Quand surgit Creep en 2004, c’est un petit choc au sein de la communauté des amateurs d’horreur qui tâche. Terrifiant, le premier film de Christopher Smith impose d’emblée un auteur, un artisan déjà maître en matière de terreur, et un technicien en pleine maîtrise des moyens à sa disposition.
C’est presque 20 ans plus tard que nous débarque en France son nouveau long-métrage, Banishing, un récit aux faux airs de maison hantée classique, dans lequel on retrouve tous ses motifs. Mais qu’est-ce que c’est, un film de Christopher Smith ? Pour accompagner la sortie de cette nouvelle bouffée d’horreur, disponible en DVD, Blu-Ray et VOD, voici un petit guide des cauchemars made in Christopher Smith.
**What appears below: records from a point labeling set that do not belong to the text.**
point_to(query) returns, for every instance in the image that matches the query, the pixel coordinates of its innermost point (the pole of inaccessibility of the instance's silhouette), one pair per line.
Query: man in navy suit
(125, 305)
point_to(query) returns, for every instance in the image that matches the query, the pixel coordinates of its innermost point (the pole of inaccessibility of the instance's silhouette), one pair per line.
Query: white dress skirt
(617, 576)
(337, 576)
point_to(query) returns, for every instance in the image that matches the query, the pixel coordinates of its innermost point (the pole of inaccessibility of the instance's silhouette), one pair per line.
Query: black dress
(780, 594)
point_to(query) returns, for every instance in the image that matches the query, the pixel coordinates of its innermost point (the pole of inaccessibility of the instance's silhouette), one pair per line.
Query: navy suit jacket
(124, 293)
« Auriez-vous un instant pour parler de notre seigneur et maître, Christopher Smith ? »
TOUT POUR LA PEUR
Le cinéma fantastique ou d’horreur demeure, depuis des décennies, un des genres les plus populaires, celui qui draine souvent un public jeune, en quête d’adrénaline et de bizarreries sanguinolentes projetées sur un grand écran. En témoigne les succès de nombreuses franchises, parmi lesquelles Conjuring, mètre étalon de l’exploitation industrielle.
Pour plaisants que soient parfois ces longs-métrages, cherchent-ils véritablement à angoisser leur public ? A le faire se recroqueviller dans leurs sièges ? Pas tout à fait, comme l’indique leur mécanique la plus fréquemment usitée : le jump scare. Soit un sursaut qui vise à procurer l’adrénaline, plus que la peur. Une scène inoubliable de Creep, le premier film de Smith, démontre qu’il prend cette question par l’autre bout de la lorgnette.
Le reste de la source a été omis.